The Spectrum of Trauma, Part One
This week on The Allender Center Podcast, Dr. Dan Allender is launching a new series on the Spectrum of Trauma, engaging how the existence of seemingly small, daily experiences of harm fit into our broader understanding of trauma.
“Every loss, every goodbye, every fright, every moment of shame, is, to a degree, a traumatic experience in contrast to what we were meant to experience in Eden.”
This conversation was prompted by a recent article on The Allender Center’s blog, “Post Traumatic Single Disorder” by Abby Wong-Heffter. Abby wrote about the way her past relational pain manifests itself even in her current marriage to a man she loves, and the response was staggering. Thousands of people read Abby’s story, and while many responded with gratitude and emotional resonance, others expressed concern about how the use of the word “trauma” might belittle the experience of those who have endured the horrors of war and abuse.
Dan invites us to consider trauma as a spectrum, wondering how certain experiences might lead to the emotional, psychological, and physiological effects of trauma without necessarily fitting into our accepted categories of “capital T Trauma.”

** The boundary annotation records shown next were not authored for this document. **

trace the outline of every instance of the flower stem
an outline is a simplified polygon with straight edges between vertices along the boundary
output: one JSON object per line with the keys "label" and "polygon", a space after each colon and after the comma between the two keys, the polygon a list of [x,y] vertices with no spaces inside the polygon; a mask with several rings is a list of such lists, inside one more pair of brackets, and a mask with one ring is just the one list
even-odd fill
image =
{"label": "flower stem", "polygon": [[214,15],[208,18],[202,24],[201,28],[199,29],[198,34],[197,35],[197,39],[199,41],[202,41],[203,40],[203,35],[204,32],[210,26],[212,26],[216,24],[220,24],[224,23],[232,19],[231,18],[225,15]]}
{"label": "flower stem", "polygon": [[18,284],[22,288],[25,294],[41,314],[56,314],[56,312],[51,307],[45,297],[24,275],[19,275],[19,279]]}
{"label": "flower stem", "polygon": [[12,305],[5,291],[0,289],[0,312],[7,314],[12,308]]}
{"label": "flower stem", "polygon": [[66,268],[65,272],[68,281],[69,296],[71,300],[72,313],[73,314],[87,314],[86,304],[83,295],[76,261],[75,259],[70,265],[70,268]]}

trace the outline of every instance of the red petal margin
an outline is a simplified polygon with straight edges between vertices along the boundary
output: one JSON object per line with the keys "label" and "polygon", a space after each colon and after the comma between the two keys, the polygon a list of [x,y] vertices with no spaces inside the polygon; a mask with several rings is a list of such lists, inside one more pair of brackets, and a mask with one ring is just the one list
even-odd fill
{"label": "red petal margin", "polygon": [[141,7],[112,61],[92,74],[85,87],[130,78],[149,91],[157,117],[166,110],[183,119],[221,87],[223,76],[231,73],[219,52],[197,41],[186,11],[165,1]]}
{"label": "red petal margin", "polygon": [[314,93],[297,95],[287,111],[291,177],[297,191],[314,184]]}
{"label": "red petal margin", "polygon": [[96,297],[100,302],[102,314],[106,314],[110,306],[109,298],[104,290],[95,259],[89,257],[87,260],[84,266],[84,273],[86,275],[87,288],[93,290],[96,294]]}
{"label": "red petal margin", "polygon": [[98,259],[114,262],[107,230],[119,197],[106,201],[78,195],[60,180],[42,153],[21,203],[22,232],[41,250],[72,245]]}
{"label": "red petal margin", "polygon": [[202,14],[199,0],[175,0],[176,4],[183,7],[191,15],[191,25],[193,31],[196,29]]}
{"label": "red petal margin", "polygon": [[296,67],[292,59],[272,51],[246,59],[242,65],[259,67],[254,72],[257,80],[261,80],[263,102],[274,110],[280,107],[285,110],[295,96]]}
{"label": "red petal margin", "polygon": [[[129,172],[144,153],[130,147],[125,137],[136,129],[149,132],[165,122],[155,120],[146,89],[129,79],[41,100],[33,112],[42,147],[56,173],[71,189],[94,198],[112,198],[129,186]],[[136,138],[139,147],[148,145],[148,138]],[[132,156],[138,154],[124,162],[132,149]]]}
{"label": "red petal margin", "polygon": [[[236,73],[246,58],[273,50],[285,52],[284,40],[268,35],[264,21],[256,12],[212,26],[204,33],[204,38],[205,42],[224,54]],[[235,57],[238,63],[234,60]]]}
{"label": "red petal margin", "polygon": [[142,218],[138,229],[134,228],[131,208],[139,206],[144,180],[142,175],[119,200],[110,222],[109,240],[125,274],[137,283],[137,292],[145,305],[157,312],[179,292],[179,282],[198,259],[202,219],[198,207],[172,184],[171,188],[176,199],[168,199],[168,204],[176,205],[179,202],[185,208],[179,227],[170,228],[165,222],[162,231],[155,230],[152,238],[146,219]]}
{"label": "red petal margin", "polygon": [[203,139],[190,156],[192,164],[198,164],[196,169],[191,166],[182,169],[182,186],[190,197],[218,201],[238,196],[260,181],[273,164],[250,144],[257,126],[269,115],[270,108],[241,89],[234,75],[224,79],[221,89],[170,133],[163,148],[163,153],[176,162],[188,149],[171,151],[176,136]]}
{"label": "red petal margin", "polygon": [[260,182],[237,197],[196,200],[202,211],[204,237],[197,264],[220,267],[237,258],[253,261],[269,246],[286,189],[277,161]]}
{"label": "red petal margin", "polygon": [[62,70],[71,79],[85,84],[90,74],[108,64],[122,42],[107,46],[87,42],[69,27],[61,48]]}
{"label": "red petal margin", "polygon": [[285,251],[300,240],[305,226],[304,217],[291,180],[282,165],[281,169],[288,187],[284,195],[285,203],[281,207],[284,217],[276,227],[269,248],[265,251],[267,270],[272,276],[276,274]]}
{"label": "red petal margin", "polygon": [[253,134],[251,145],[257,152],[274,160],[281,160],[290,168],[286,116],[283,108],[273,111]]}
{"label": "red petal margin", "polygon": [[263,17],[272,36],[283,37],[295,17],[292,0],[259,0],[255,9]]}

When you remember significant events that brought you heartache, disruption, sorrow, shame, you will experience, in the present, something of the traumatic effect of what you felt when the event was going on years and years ago. The brain does not differentiate present and past.
For Dan, the reactions and questions following Abby’s article suggest that we need to spend more time talking about the harm that comes from thousands of small wounds, in addition to the harm that comes from more obviously devastating experiences.
“The more subtle, the more satanic. The more subtle, the harder it is to name as traumatic.”
Dan argues that we need to be able to hold both—the devastation of capital T Trauma and the slow, often unseen destruction of smaller traumas. As we continue this series on the spectrum of trauma, next week Dan will sit down with Abby Wong-Heffter to discuss her article and her own experiences in more detail. Then, in the final episode of this series, Dan will be joined by Dr. Angela Parker, Assistant Professor of Biblical Studies at The Seattle School of Theology & Psychology, to talk about a particular form of trauma: the daily, subtle microaggressions experienced by people who are marginalized and belittled by dominant culture.